— Только дай мне повод нажать на курок, — произнесла Тансу сквозь стиснутые зубы. — После всего, что ты сделал с этими женщинами! Где Андреа?
Послышался стук ботинок по ступенькам, и через мгновение дверь распахнулась. В квартиру ворвались полицейские, скрутили клоуна и замкнули ему за спиной наручники.
Тансу поднялась с пола и отряхнулась.
— Я спросила, где Андреа.
— Это и есть Андреа…
Тансу обернулась и увидела в дверях Фабеля и Шольца. Она снова посмотрела на клоуна. Мужские черты лица. Квадратная челюсть.
— Этого не может быть…
— Может, — подтвердил Шольц. — Поэтому мы и не находили следов семени на месте убийств.
— Она убила всех этих женщин?
— Да, всех. Но первой женщиной, убитой ею, оказалась она сама. Вера Райнарц.

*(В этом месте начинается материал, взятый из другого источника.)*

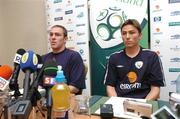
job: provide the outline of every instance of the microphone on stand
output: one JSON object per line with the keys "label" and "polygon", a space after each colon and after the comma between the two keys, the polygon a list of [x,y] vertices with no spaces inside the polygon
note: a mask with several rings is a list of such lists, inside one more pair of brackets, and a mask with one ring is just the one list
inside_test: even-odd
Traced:
{"label": "microphone on stand", "polygon": [[20,67],[25,72],[23,83],[23,99],[26,99],[30,88],[30,75],[37,70],[38,58],[33,51],[26,52],[20,62]]}
{"label": "microphone on stand", "polygon": [[0,90],[4,91],[9,84],[9,78],[12,75],[12,68],[8,65],[0,67]]}
{"label": "microphone on stand", "polygon": [[25,72],[23,98],[15,104],[12,118],[27,119],[32,110],[31,100],[28,98],[30,90],[30,75],[37,69],[38,59],[33,51],[26,52],[20,61],[20,67]]}
{"label": "microphone on stand", "polygon": [[15,99],[17,99],[18,96],[21,95],[21,93],[19,91],[19,84],[18,84],[17,79],[18,79],[19,71],[20,71],[21,57],[25,52],[26,51],[24,49],[18,49],[15,54],[15,57],[14,57],[14,70],[13,70],[13,74],[12,74],[12,77],[9,82],[9,88],[10,88],[10,90],[14,91]]}
{"label": "microphone on stand", "polygon": [[43,87],[46,89],[46,107],[47,119],[51,119],[52,99],[51,88],[55,84],[55,76],[57,75],[58,68],[55,61],[49,61],[44,68]]}
{"label": "microphone on stand", "polygon": [[[0,106],[0,115],[2,115],[2,111],[4,110],[4,118],[8,117],[8,110],[7,110],[7,105],[8,105],[8,100],[9,100],[9,92],[6,92],[5,89],[9,84],[8,79],[12,75],[12,68],[8,65],[3,65],[0,67],[0,92],[1,94],[1,106]],[[3,94],[4,93],[4,94]]]}

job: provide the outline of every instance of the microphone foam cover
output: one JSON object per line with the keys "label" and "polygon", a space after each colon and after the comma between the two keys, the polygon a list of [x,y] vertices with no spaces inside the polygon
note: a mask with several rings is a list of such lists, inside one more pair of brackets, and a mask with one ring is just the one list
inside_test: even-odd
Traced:
{"label": "microphone foam cover", "polygon": [[0,67],[0,77],[6,80],[8,80],[11,77],[12,72],[13,72],[12,68],[8,65],[2,65]]}
{"label": "microphone foam cover", "polygon": [[23,71],[29,69],[31,72],[37,70],[38,58],[33,51],[26,52],[20,61],[20,67]]}
{"label": "microphone foam cover", "polygon": [[19,55],[23,55],[25,52],[26,51],[21,48],[21,49],[18,49],[16,53],[19,54]]}
{"label": "microphone foam cover", "polygon": [[54,77],[57,75],[57,71],[58,68],[55,61],[50,60],[44,64],[44,75]]}

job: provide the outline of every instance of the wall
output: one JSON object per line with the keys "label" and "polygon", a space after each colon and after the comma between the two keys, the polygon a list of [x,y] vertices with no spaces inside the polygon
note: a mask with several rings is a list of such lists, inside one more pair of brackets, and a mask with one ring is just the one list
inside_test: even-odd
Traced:
{"label": "wall", "polygon": [[0,0],[0,64],[13,67],[19,48],[47,53],[44,0]]}

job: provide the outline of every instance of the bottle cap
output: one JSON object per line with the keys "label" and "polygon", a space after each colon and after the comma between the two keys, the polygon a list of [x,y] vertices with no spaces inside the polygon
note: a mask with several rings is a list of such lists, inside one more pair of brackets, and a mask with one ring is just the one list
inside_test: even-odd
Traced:
{"label": "bottle cap", "polygon": [[57,75],[55,79],[56,79],[56,82],[59,82],[59,83],[65,82],[64,72],[62,70],[62,66],[60,65],[58,65],[58,71],[57,71]]}

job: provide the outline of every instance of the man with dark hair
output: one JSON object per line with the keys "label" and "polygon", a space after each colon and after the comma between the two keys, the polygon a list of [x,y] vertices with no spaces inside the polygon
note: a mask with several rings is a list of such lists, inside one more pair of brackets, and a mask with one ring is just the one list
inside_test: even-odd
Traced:
{"label": "man with dark hair", "polygon": [[121,26],[125,48],[109,58],[104,83],[108,96],[159,98],[160,86],[165,85],[163,68],[158,55],[139,45],[141,26],[128,19]]}
{"label": "man with dark hair", "polygon": [[66,48],[67,35],[64,26],[55,25],[51,28],[49,41],[52,52],[43,56],[43,62],[54,60],[61,65],[71,93],[78,94],[85,88],[85,69],[80,54]]}

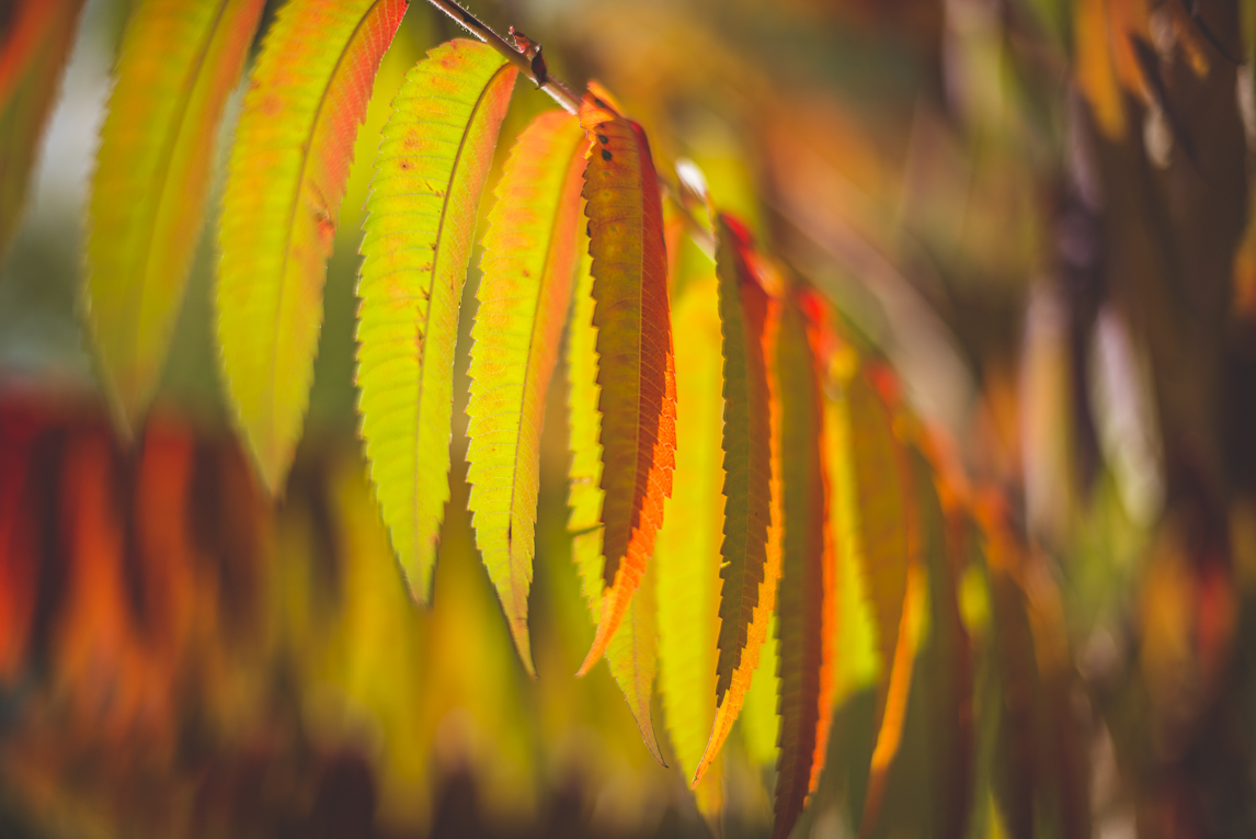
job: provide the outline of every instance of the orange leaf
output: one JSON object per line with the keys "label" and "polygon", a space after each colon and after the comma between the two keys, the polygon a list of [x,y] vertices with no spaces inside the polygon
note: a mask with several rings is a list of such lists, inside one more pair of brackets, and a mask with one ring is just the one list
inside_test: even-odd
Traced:
{"label": "orange leaf", "polygon": [[580,127],[590,141],[583,195],[602,387],[607,592],[580,674],[602,657],[654,553],[676,466],[676,372],[658,176],[641,126],[592,89],[580,104]]}
{"label": "orange leaf", "polygon": [[780,576],[780,409],[766,358],[776,339],[777,306],[751,269],[750,234],[717,219],[720,324],[723,334],[723,585],[716,717],[698,764],[697,784],[718,754],[759,668]]}
{"label": "orange leaf", "polygon": [[33,412],[0,412],[0,683],[18,674],[35,612],[43,544],[55,515],[51,484],[39,453],[40,422]]}
{"label": "orange leaf", "polygon": [[833,544],[824,474],[824,411],[814,328],[793,301],[776,342],[781,404],[781,579],[776,600],[780,649],[780,754],[776,824],[794,829],[819,781],[828,747],[833,688]]}
{"label": "orange leaf", "polygon": [[528,593],[545,393],[580,263],[584,133],[550,111],[519,134],[489,211],[471,328],[467,481],[476,545],[529,674]]}

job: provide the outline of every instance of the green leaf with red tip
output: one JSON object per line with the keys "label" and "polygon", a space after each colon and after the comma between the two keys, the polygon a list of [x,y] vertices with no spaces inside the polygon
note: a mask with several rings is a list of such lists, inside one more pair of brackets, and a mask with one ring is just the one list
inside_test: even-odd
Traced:
{"label": "green leaf with red tip", "polygon": [[450,497],[453,348],[476,206],[516,72],[457,39],[393,100],[367,202],[358,402],[376,497],[411,592],[428,602]]}
{"label": "green leaf with red tip", "polygon": [[[582,242],[584,240],[582,239]],[[602,414],[598,413],[598,327],[593,322],[592,257],[585,252],[577,274],[571,304],[571,327],[566,344],[568,430],[571,466],[568,472],[568,506],[571,514],[571,559],[580,575],[580,588],[597,625],[602,617]],[[654,723],[649,715],[657,671],[657,627],[654,618],[653,569],[647,569],[641,590],[607,644],[610,674],[624,695],[649,754],[663,762]]]}
{"label": "green leaf with red tip", "polygon": [[[658,686],[672,749],[686,777],[693,777],[715,718],[716,637],[720,632],[720,530],[723,524],[723,465],[720,430],[723,362],[716,278],[706,256],[702,274],[687,269],[673,324],[676,401],[676,489],[651,561],[658,589]],[[688,276],[688,274],[693,274]],[[772,700],[775,705],[775,698]],[[774,732],[775,736],[775,732]],[[698,811],[718,824],[721,772],[712,766],[693,793]]]}
{"label": "green leaf with red tip", "polygon": [[794,300],[781,310],[776,379],[781,412],[780,754],[774,835],[794,829],[819,781],[833,690],[833,545],[824,468],[824,396],[815,327]]}
{"label": "green leaf with red tip", "polygon": [[476,545],[534,673],[528,593],[545,393],[580,263],[580,124],[551,111],[519,134],[494,190],[471,329],[468,506]]}
{"label": "green leaf with red tip", "polygon": [[227,398],[271,494],[309,403],[323,283],[372,83],[406,0],[291,0],[263,44],[229,163],[217,333]]}

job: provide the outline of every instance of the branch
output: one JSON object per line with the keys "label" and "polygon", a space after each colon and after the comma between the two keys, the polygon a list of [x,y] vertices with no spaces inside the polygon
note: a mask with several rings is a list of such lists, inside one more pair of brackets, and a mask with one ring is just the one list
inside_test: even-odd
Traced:
{"label": "branch", "polygon": [[[506,60],[519,68],[520,73],[531,79],[538,88],[550,94],[550,98],[553,98],[554,102],[563,106],[564,111],[570,114],[579,116],[580,97],[575,95],[575,93],[571,92],[571,88],[566,87],[563,82],[555,79],[545,70],[545,62],[540,58],[540,44],[531,43],[521,33],[516,34],[514,29],[511,29],[514,39],[520,41],[524,46],[521,50],[507,43],[506,39],[497,33],[489,29],[484,21],[463,9],[456,0],[427,1],[452,18],[455,23],[466,29],[468,33],[497,50],[506,58]],[[538,69],[540,72],[538,72]],[[668,181],[659,177],[658,185],[664,193],[674,200],[676,206],[681,210],[681,215],[685,219],[685,226],[688,227],[690,235],[697,242],[698,247],[701,247],[702,252],[713,260],[715,236],[711,234],[711,230],[698,221],[693,216],[693,212],[681,202],[677,190]]]}

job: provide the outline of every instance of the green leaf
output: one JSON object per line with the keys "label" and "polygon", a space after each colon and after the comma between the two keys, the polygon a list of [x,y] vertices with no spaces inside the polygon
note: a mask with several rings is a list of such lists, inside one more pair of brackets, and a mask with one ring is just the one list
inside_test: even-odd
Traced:
{"label": "green leaf", "polygon": [[[700,256],[706,261],[705,256]],[[682,271],[683,273],[683,271]],[[676,343],[676,489],[651,563],[658,594],[658,686],[663,718],[681,771],[693,777],[715,718],[716,637],[720,631],[720,530],[723,465],[720,428],[720,314],[716,279],[707,274],[683,288],[673,327]],[[775,697],[772,705],[775,707]],[[772,731],[775,741],[776,732]],[[698,810],[717,819],[722,806],[718,764],[695,788]]]}
{"label": "green leaf", "polygon": [[0,31],[0,256],[18,229],[83,0],[18,0]]}
{"label": "green leaf", "polygon": [[222,197],[227,396],[271,494],[309,403],[323,283],[372,83],[406,0],[293,0],[250,79]]}
{"label": "green leaf", "polygon": [[263,5],[147,0],[122,41],[92,178],[87,291],[106,389],[127,431],[161,377],[205,220],[219,119]]}
{"label": "green leaf", "polygon": [[431,50],[393,102],[367,202],[358,285],[362,436],[393,548],[425,603],[450,497],[458,305],[515,75],[479,41]]}
{"label": "green leaf", "polygon": [[663,206],[646,133],[595,85],[580,103],[580,127],[590,143],[584,197],[602,387],[607,587],[583,674],[623,619],[663,524],[676,466],[676,368]]}
{"label": "green leaf", "polygon": [[530,674],[540,435],[580,261],[587,144],[580,124],[561,111],[539,116],[519,134],[494,190],[471,329],[468,506],[476,545]]}

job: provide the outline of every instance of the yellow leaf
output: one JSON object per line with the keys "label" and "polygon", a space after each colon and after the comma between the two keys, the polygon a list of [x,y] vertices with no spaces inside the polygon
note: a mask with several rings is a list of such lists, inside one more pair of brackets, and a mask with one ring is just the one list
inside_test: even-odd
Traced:
{"label": "yellow leaf", "polygon": [[384,524],[428,602],[450,497],[453,345],[475,211],[516,72],[457,39],[406,75],[376,161],[362,242],[362,436]]}
{"label": "yellow leaf", "polygon": [[205,220],[219,119],[263,5],[147,0],[122,41],[92,178],[87,293],[106,391],[127,431],[161,377]]}

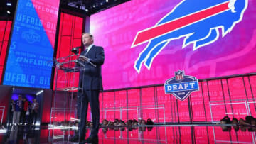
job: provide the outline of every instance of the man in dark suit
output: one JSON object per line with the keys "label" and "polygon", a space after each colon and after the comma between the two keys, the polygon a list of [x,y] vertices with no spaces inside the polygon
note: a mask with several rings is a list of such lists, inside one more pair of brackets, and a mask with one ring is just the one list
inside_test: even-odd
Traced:
{"label": "man in dark suit", "polygon": [[80,72],[79,87],[82,90],[78,93],[78,116],[80,120],[78,133],[71,138],[71,141],[84,141],[85,138],[86,116],[88,104],[91,108],[93,126],[91,134],[85,142],[93,143],[98,139],[100,123],[100,91],[103,90],[101,66],[104,63],[105,55],[102,47],[93,45],[93,36],[87,33],[82,33],[84,51],[79,60],[85,65],[84,70]]}

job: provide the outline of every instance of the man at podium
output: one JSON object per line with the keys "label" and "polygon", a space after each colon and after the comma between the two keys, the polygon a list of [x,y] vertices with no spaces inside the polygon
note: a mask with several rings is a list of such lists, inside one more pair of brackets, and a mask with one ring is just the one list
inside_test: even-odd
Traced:
{"label": "man at podium", "polygon": [[[105,54],[102,47],[93,44],[93,36],[88,33],[83,33],[82,40],[84,50],[79,57],[79,60],[85,67],[84,71],[80,71],[79,75],[79,87],[82,91],[78,92],[78,116],[80,120],[78,133],[71,138],[71,141],[85,141],[93,143],[98,140],[100,124],[100,91],[103,90],[101,66],[104,63]],[[93,126],[91,134],[85,138],[86,116],[88,104],[91,108]]]}

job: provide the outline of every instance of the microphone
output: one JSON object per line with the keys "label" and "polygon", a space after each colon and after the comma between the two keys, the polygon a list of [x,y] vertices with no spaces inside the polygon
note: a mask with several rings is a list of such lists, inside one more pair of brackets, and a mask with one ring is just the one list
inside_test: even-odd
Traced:
{"label": "microphone", "polygon": [[78,55],[79,53],[79,49],[80,47],[75,47],[71,49],[71,52],[73,52],[75,55]]}

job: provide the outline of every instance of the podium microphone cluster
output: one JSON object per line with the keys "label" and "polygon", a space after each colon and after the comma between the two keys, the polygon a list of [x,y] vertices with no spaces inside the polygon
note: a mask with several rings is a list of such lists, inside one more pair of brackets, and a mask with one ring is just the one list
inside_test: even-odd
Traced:
{"label": "podium microphone cluster", "polygon": [[71,49],[71,52],[73,52],[75,55],[78,55],[79,53],[79,49],[80,47],[75,47]]}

Они посторонились и пропустили полицейских, поднявших Андреа на ноги. Та смотрела на них пустыми глазами, а на губах по-прежнему играла нарисованная на лице улыбка.
— В этом и была связь между изнасилованием и убийствами. Как я уже говорил Бенни, причина и следствие. Людеке изнасиловал ее и множественными укусами сделал жертвой своего извращения. Она ненавидела себя, вернее, Веру Райнарц в себе, и подражала нападению Людеке на нее. Но на этом не остановилась и пошла еще дальше. Она вырезала у жертв кусок плоти и съедала ее. К этому ее подтолкнула встреча с Ансгаром Хёффером.
— Йен обо всем догадался, — заметил Шольц. — Мы сразу помчались к тебе на помощь, но, насколько я понимаю, ты отлично справилась и без нас.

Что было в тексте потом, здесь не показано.